Homeschooling-Pionierin
«Es geht auch ganz anders.» Dieses Credo nahm Fabia mit in ihr Leben, auch als zweifache Mutter. Als ihr Sohn Julius nach dem ersten Schultag sagte, «das ist nichts für mich», nahm sie ihn ernst und beantragte im Kanton Thurgau Homeschooling. Zu einem Zeitpunkt, als es dieses Wort im Thurgau noch gar nicht gab… «So etwas haben wir noch nie gehabt und so etwas wollen wir auch in Zukunft nicht, das gibt nur Ärger», hiess es auf dem Amt für Volksschule auch noch nach monatelangem Ringen. Als sie diesen Satz schriftlich haben wollte, bekam sie einen Tag später eine Bewilligung, als erste im Kanton. Emilia, die drei Jahre ältere Tochter, wechselte versuchsweise ebenfalls ins Homeschooling und konnte sich bereits nach drei Wochen nichts mehr anderes vorstellen, sie habe gar keine Zeit mehr für Schule, und wunderte sich, wie das wohl alle anderen Kinder machen würden…
Lernbausteine
Inzwischen hat Emilia (19) soeben ihre Berufsausbildung als Bekleidungsgestalterin abgeschlossen. Und Julius (15) wechselt diesen Sommer vom Homeschooling an die Futura des Talent-Campus Bodensee. Zwischen dem ersten und dem zweiten Schultag liegen 9 Jahre, rekordverdächtig. Auch Fabia ist schon immer ihre eigenen Wege gegangen. Hat in Kauf genommen, dass die Ausbildung als Lernberaterin bis heute nicht anerkannt ist. Ein Studium in Germanistik und Romanistik hatte sie abgebrochen und ihre Lernbausteine fortan selbst zusammengestellt. Weiterbildungen in der Kommunikation bei Befragungen und Verhandlungen, in der Körpersprache im interkulturellen Kontext, im Lesen von Menschen. Entscheidend sei das Vertrauen und die Überzeugung, dass es auch anders geht und der Weg im Gehen entstehen darf.
SBW-Nest an PSO
Wie es dazu gekommen sei, dass eine Frau aus dem linksgrünen Milieu an der Polizeischule Ostschweiz lande? Ganz einfach. Eines Tages suchte Marcus Kradolfer, seit 2010 Direktor der PSO, den sie noch aus ihrer Zeit im Frauenfelder Lernhaus (2000-2005) kannte, eine Lehrperson für das Fach Deutsch und meldete sich bei ihr. Und so begann sich Fabia für die Polizeiarbeit zu interessieren, ging in die Polizeikorps raus, untersuchte den Berufsalltag, begann sich weiterzubilden.

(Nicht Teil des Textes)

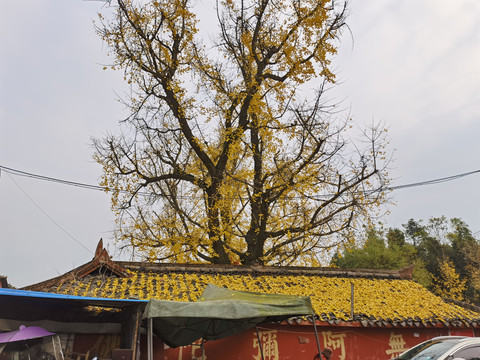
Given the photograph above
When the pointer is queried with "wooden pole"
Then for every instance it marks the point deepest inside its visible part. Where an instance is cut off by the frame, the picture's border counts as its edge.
(259, 343)
(316, 335)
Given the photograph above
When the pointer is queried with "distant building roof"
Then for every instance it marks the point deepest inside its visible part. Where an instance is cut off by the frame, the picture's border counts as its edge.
(381, 298)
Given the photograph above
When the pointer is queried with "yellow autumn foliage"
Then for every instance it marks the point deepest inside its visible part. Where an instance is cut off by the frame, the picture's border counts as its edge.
(381, 299)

Heute unterrichtet sie Angewandte Polizeipsychologie und Kommunikation, entwickelt die Didaktik der Ausbildung weiter, gemeinsam mit Eva Engeli, ebenfalls eine ehemalige SBWlerin. Und so weht auch ein bisschen SBW-Geist durch die Räume der Polizeischule Ostschweiz.
Lebensnahe Module
Realitätstraining nennt sich die Art des Unterrichts, die schweizweit einzigartig ist. «Tatort» ist eine Lernarena, die aus zwei komplett eingerichteten Wohnungen besteht, in deren Kulisse die Wirklichkeit realitätsnah inszeniert werden kann. Die Lernarena bietet eine geschützte Lernumgebung, in der Fehler gemacht werden dürfen. Fabia begleitet und unterstützt die Auszubildenden in ihrer Reflexion. Und träumt weiterhin davon, dass sich Bildung noch näher an der Realität orientiert und in lebensnahen Modulen angeboten wird. «Das Leben besteht nicht aus Fächern, sondern aus Herausforderungen», sagt Fabia. Und freut sich auf die nächste, persönliche Herausforderung: Im Sommer eröffnet sie in Frauenfeld ein eigenes Pilates-Studio, soeben hat sie sich im Handelsregister eingetragen.